One-way analysis of variance (ANOVA) was used for between-group comparisons of stepping activity, clinical measures and gait biomechanics. To avoid type I error, between-group comparisons were limited to initial measurements (BSL) and the observed changes following the training (ΔPOST-BSL and ΔFU-POST). Considering the relatively small size of our study population and the inherent large inter-patient variability in gait biomechanics, between-group comparisons were focused on “responders” vs “non-responders”, and “retainers” vs “non-retainers”. Considering that biomechanical variables (e.g., joint excursions and powers) are speed-dependent (Ardestani et al., 2016), within-group changes were calculated from speed-matched trials and speed was considered as a co-variate for between-group comparisons. Each patient received only one of the two training interventions; i.e., high-intensity training or conventional therapy. To compare the distribution of training paradigm amongst the three groups, Chi-square with 2 degrees of freedom (conventional vs high-intensity) was used.
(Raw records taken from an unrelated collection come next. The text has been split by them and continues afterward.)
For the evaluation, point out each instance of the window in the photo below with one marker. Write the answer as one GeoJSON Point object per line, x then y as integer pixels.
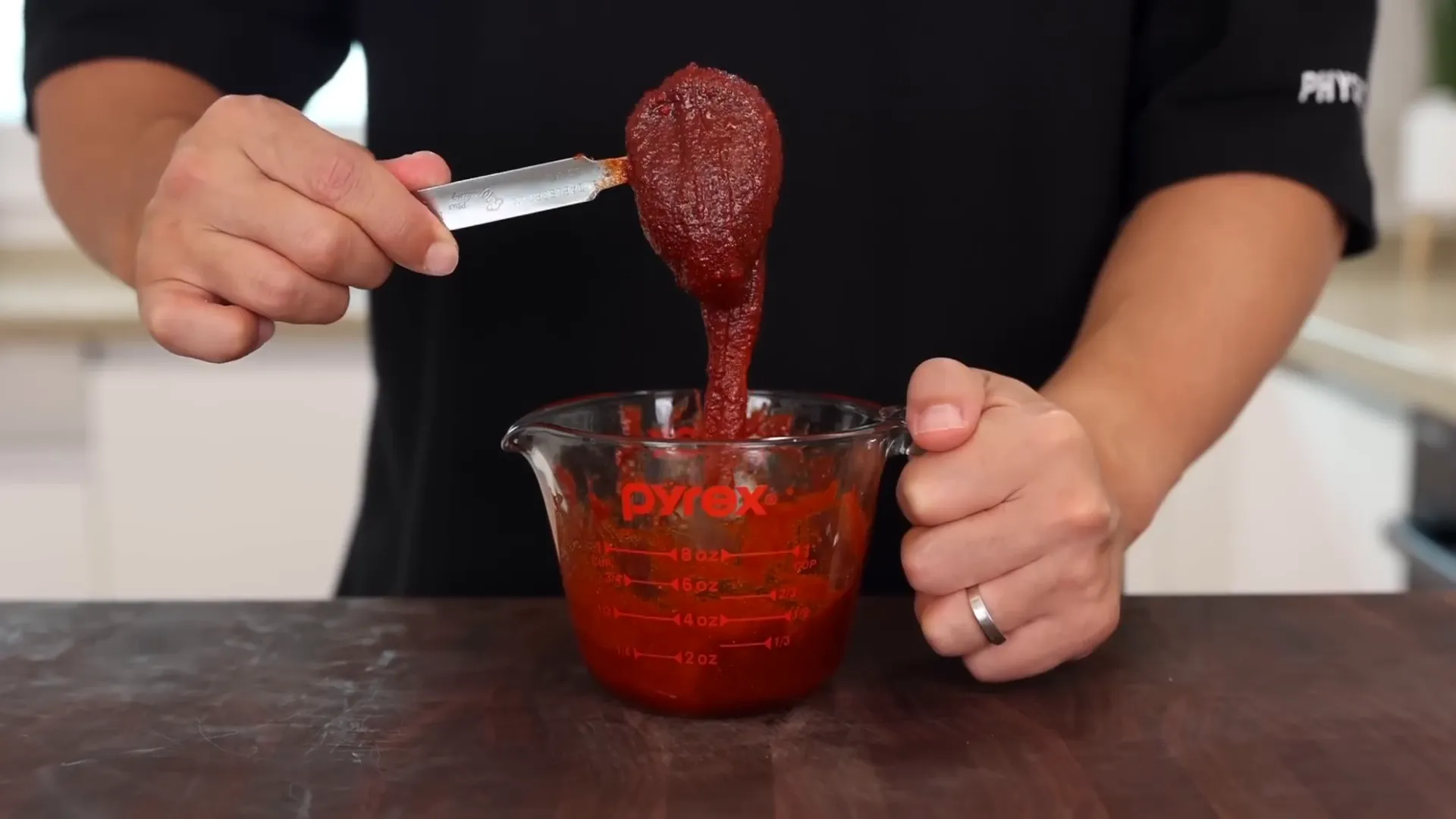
{"type": "Point", "coordinates": [25, 218]}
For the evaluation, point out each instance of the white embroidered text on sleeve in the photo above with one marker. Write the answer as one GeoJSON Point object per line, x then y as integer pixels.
{"type": "Point", "coordinates": [1332, 85]}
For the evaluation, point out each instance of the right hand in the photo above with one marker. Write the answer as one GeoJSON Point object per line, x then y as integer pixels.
{"type": "Point", "coordinates": [262, 216]}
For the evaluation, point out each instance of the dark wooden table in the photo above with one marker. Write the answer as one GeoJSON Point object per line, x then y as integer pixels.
{"type": "Point", "coordinates": [1238, 707]}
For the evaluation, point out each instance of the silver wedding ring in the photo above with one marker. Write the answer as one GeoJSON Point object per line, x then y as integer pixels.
{"type": "Point", "coordinates": [983, 615]}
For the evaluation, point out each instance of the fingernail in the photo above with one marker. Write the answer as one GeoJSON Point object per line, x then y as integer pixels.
{"type": "Point", "coordinates": [940, 417]}
{"type": "Point", "coordinates": [441, 259]}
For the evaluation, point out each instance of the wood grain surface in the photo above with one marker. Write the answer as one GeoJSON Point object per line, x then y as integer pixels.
{"type": "Point", "coordinates": [1239, 707]}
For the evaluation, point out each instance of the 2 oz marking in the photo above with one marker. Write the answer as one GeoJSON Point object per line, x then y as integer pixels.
{"type": "Point", "coordinates": [682, 657]}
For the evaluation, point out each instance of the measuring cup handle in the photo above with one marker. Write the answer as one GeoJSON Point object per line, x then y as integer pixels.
{"type": "Point", "coordinates": [899, 439]}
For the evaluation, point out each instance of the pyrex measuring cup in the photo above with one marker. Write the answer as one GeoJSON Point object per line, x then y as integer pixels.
{"type": "Point", "coordinates": [710, 577]}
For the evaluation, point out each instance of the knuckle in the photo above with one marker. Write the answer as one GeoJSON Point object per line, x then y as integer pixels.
{"type": "Point", "coordinates": [277, 297]}
{"type": "Point", "coordinates": [337, 177]}
{"type": "Point", "coordinates": [1084, 572]}
{"type": "Point", "coordinates": [940, 632]}
{"type": "Point", "coordinates": [335, 306]}
{"type": "Point", "coordinates": [237, 105]}
{"type": "Point", "coordinates": [376, 270]}
{"type": "Point", "coordinates": [1103, 624]}
{"type": "Point", "coordinates": [322, 245]}
{"type": "Point", "coordinates": [1088, 515]}
{"type": "Point", "coordinates": [188, 172]}
{"type": "Point", "coordinates": [916, 560]}
{"type": "Point", "coordinates": [916, 497]}
{"type": "Point", "coordinates": [1062, 431]}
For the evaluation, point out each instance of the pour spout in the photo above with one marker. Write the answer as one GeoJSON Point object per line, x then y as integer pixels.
{"type": "Point", "coordinates": [519, 439]}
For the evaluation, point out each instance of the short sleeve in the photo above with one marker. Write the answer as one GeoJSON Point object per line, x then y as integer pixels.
{"type": "Point", "coordinates": [1269, 86]}
{"type": "Point", "coordinates": [278, 49]}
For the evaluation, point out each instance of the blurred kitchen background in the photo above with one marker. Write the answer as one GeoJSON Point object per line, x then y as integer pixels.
{"type": "Point", "coordinates": [131, 474]}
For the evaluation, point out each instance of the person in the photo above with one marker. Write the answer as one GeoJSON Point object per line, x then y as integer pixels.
{"type": "Point", "coordinates": [1072, 237]}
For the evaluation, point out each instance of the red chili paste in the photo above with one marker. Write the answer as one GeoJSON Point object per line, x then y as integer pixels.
{"type": "Point", "coordinates": [707, 165]}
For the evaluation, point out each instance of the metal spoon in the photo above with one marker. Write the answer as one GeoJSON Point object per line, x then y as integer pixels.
{"type": "Point", "coordinates": [523, 191]}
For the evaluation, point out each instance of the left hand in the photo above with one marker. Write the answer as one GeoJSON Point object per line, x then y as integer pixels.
{"type": "Point", "coordinates": [1008, 500]}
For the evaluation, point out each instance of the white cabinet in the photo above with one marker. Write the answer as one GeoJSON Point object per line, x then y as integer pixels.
{"type": "Point", "coordinates": [1292, 500]}
{"type": "Point", "coordinates": [46, 551]}
{"type": "Point", "coordinates": [134, 474]}
{"type": "Point", "coordinates": [228, 482]}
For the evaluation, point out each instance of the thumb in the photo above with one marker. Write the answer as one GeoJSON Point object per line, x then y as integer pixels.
{"type": "Point", "coordinates": [944, 404]}
{"type": "Point", "coordinates": [419, 169]}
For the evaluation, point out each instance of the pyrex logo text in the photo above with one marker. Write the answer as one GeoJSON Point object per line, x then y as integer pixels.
{"type": "Point", "coordinates": [717, 502]}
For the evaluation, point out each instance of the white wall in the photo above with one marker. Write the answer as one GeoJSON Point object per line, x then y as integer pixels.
{"type": "Point", "coordinates": [1398, 74]}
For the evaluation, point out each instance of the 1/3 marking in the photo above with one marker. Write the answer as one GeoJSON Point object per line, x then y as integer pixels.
{"type": "Point", "coordinates": [783, 642]}
{"type": "Point", "coordinates": [770, 595]}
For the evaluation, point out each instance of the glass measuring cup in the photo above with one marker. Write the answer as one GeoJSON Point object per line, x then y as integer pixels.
{"type": "Point", "coordinates": [710, 577]}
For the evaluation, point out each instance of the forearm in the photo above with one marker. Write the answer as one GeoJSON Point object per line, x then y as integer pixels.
{"type": "Point", "coordinates": [107, 131]}
{"type": "Point", "coordinates": [1197, 302]}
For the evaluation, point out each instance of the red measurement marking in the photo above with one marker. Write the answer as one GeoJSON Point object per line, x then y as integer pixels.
{"type": "Point", "coordinates": [800, 551]}
{"type": "Point", "coordinates": [783, 617]}
{"type": "Point", "coordinates": [772, 595]}
{"type": "Point", "coordinates": [661, 618]}
{"type": "Point", "coordinates": [770, 643]}
{"type": "Point", "coordinates": [759, 645]}
{"type": "Point", "coordinates": [676, 657]}
{"type": "Point", "coordinates": [609, 548]}
{"type": "Point", "coordinates": [625, 580]}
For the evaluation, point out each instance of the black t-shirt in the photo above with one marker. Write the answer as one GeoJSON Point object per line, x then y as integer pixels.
{"type": "Point", "coordinates": [954, 177]}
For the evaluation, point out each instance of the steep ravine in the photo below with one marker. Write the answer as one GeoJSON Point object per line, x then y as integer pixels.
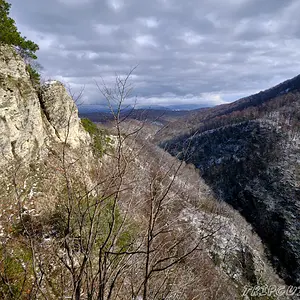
{"type": "Point", "coordinates": [254, 166]}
Chi-square was also used to compare the distribution of other categorical variables including the use of AFO (yes or no), gender (male or female) and the affected side (left or right).

Separate multiple-linear regression analyses were also conducted. The first two regressions attempted to predict changes in daily stepping after training (POST-BSL) from clinical measures and gait biomechanics at BSL (Gait_BSL → ΔStepping_(POST–BSL)). Subsequent analyses focused on the relations between changes in walking function and gait biomechanics (POST-BSL) and changes in daily stepping from BSL to POST (ΔGait_(POST–BSL) → ΔStepping_(POST–BSL)) and from POST to F/U (ΔGait_(POST–BSL) → ΔStepping_(FU–POST)). Stepwise linear regressions were utilized for all analyses, with α = 0.05 and variance inflation factors <3.0 to minimize collinearity.

3. Results

Of the 39 participants that met the inclusion criteria (Table 1), 17 were classified as “non-responders” (POST-BSL < 500 steps/day) and the remaining 22 were labeled as responders, with an average increase of 1958 ± 987 steps/day from BSL to POST. Of this latter group, 12 participants maintained their elevated daily stepping at F/U and labeled as “responder/retainers” while 10 demonstrated >500 steps/day decreases in walking activity at F/U (“responder/non-retainers”). There were no significant differences in demographics (Table 1). The number of individuals who received experimental vs conventional training were not significantly different between responder vs non-responder groups (X² = 1.28, p = 0.26).

Table 1.

Comparison of basic demographics among the three groups.

	Responder/retainer	Responder/non-retainer	Non-responder	p
# Patients (M/F)	12 (7/5)	10 (9/1)	17 (12/5)
Age	51.58 ± 15.68	57.90 ± 9.37	59.65 ± 8.19	0.168
BMI	26.51 ± 5.5	24.89 ± 3.34	29.30 ± 7.78	0.340
Days post-stroke	104.8 ± 50	106.3 ± 55	94.3 ± 53	0.831
Affected side (L/R)	6/6	7/3	9/8	0.452
AFO (yes/no)	7/5	9/1	14/3	0.102
Training (exp/con)	9/3	6/4	8/8	0.260

Exp: experimental training (high-intensity training).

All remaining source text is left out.